Job changed messages will not be received for a paused job. Pausing a job does not stop any server-side processes from executing. While a job is paused, outstanding requests can complete, and therefore it's possible that a resuming a job will result in it having a different state to when it was paused.

You can serialize a job to JSON to persist it if your app is backgrounded, or the process is otherwise terminated. When you deserialize it again, the job will be in the AGSJobStatusPaused state regardless of its state when serialized, and should be restarted to resume listening for completion. The job changed listener can be a good place to update the job JSON for storage by your app.
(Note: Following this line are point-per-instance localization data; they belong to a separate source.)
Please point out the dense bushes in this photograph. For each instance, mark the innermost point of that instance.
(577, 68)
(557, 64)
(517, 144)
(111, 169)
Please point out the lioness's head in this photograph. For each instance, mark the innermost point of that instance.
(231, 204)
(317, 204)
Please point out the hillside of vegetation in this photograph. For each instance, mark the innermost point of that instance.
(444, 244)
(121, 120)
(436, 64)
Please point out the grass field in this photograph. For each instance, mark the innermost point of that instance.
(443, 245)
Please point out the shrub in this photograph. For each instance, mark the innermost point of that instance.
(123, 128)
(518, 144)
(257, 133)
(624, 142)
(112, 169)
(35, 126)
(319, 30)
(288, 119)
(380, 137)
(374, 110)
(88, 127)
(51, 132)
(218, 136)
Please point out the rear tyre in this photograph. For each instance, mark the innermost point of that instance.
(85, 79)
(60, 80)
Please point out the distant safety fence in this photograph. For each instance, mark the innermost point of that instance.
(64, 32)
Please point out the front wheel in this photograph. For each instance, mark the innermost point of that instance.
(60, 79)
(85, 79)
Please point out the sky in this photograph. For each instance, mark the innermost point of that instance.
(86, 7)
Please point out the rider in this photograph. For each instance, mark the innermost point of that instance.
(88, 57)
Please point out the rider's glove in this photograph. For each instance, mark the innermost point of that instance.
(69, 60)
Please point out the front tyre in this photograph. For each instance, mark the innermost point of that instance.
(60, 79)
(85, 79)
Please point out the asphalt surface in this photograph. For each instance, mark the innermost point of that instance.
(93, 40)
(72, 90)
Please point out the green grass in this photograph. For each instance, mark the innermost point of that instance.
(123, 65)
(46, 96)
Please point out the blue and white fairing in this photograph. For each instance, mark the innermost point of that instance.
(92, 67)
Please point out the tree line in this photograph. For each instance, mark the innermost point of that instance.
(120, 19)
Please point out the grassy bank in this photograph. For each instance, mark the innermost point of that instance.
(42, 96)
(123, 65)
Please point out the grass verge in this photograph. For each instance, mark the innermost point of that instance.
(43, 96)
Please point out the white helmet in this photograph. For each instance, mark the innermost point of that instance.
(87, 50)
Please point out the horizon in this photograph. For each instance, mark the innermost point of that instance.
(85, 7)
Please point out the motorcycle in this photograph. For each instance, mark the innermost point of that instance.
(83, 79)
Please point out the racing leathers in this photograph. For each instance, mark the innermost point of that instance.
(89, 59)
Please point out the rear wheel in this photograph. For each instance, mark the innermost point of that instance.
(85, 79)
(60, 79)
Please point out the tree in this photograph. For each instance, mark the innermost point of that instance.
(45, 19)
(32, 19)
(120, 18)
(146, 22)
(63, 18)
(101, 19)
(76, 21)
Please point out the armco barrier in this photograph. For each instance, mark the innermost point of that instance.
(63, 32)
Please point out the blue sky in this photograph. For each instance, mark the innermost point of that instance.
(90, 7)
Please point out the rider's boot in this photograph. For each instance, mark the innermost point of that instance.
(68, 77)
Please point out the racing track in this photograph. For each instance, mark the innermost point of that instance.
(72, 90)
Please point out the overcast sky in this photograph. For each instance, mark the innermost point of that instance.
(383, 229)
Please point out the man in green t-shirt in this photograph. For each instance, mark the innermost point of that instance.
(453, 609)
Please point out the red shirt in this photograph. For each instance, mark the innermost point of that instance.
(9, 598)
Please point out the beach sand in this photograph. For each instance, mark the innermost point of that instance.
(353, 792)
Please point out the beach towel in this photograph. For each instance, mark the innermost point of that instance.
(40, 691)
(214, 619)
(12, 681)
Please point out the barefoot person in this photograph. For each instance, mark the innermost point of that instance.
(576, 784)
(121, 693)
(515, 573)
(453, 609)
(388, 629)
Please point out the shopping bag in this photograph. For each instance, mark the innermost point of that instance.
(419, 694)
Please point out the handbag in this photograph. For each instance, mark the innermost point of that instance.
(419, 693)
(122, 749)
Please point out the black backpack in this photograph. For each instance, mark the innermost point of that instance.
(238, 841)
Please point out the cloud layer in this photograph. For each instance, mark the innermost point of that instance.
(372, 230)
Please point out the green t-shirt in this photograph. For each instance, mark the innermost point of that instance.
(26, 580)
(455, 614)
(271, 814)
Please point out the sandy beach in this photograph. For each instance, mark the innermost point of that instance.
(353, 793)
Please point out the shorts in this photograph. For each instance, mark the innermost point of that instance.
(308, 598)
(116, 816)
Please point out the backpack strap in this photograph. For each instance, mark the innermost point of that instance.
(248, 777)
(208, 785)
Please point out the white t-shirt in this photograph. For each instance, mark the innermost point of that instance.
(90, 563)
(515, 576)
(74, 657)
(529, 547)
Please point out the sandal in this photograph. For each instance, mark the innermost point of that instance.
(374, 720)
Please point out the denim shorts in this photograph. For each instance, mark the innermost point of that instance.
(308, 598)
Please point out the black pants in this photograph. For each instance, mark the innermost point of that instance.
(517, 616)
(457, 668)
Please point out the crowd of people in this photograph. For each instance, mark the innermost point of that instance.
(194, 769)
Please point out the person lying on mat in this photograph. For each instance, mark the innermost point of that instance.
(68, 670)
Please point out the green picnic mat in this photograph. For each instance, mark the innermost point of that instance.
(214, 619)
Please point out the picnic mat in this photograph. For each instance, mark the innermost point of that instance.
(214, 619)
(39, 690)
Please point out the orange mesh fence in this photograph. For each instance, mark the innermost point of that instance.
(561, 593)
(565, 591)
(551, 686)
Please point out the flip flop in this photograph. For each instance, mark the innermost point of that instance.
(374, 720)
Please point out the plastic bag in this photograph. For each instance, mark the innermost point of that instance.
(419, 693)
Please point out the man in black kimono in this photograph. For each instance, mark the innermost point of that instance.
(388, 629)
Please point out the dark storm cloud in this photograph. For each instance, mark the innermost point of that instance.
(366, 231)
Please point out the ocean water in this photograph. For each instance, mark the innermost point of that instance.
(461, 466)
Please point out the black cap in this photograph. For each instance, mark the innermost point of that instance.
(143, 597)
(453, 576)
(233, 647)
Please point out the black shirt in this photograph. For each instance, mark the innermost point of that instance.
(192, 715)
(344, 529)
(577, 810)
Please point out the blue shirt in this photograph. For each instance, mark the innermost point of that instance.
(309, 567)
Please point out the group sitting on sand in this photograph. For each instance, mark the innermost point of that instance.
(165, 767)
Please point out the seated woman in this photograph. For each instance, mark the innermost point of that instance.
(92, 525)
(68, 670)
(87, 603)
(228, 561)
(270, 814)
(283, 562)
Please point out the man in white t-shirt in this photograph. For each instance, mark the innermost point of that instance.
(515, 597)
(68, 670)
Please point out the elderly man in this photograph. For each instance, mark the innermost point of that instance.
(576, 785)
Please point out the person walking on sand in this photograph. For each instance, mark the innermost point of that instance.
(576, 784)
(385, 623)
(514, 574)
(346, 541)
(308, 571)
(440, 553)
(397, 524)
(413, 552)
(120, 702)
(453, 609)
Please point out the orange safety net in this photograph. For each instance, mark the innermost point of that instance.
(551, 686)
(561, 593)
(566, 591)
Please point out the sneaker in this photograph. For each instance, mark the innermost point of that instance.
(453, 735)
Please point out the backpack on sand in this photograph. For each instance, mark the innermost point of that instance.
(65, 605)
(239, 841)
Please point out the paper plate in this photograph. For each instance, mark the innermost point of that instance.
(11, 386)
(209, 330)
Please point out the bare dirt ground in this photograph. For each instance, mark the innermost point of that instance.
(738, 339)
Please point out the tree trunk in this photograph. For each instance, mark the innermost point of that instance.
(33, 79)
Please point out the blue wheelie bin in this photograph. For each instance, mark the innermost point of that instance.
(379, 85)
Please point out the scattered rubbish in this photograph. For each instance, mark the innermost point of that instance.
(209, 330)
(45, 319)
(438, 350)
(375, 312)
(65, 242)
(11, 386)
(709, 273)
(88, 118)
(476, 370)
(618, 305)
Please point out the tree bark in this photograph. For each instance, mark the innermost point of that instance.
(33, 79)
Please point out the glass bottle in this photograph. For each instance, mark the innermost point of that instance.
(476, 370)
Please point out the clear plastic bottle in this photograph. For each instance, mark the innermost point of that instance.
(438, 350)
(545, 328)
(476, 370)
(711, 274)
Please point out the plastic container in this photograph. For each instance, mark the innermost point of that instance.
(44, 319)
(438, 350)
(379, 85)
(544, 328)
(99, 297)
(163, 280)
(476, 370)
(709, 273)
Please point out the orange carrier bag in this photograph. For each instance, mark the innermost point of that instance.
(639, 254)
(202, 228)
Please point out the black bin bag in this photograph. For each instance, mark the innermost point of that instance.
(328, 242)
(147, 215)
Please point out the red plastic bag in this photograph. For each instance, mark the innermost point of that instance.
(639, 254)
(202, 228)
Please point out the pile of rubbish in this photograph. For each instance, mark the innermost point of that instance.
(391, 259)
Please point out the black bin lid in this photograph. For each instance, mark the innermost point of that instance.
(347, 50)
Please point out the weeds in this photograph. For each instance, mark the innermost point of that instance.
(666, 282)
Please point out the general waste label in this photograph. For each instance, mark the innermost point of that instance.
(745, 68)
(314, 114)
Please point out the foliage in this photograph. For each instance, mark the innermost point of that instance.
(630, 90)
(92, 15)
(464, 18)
Serialize the job to JSON with the following code:

if let jobJson = try? self.offlineMapJob.toJSON(){
 //save the JSON to disc or store in NSUserDefaults
}
}

Deserialize the job from JSON then restart the job:

//create the job from JSON
if let offlineMapJob = (try? AGSGenerateOfflineMapJob.fromJSON(jobJSON)) as? AGSGenerateOfflineMapJob{
            
 offlineMapJob.start(statusHandler: { (status) in
  //examine status
 })
 { (result, error) in
  //process the result and errors
 }
}

Loss of network connection

Additionally, jobs using services are designed to handle situations where network connectivity is temporarily lost without needing to be immediately paused. A started job will ignore errors such as network errors for a period of up to 10 minutes. If errors continue for longer, the job will fail and the message will indicate the loss of network connection.

To deal with partially-connected workflows, you can serialize and pause a job when your app detects that network connectivity has been lost for a few minutes to avoid job failure purely due to this lack of network connectivity (as failed jobs cannot be restarted). The job can then be deserialized and resumed when connectivity is reinstated.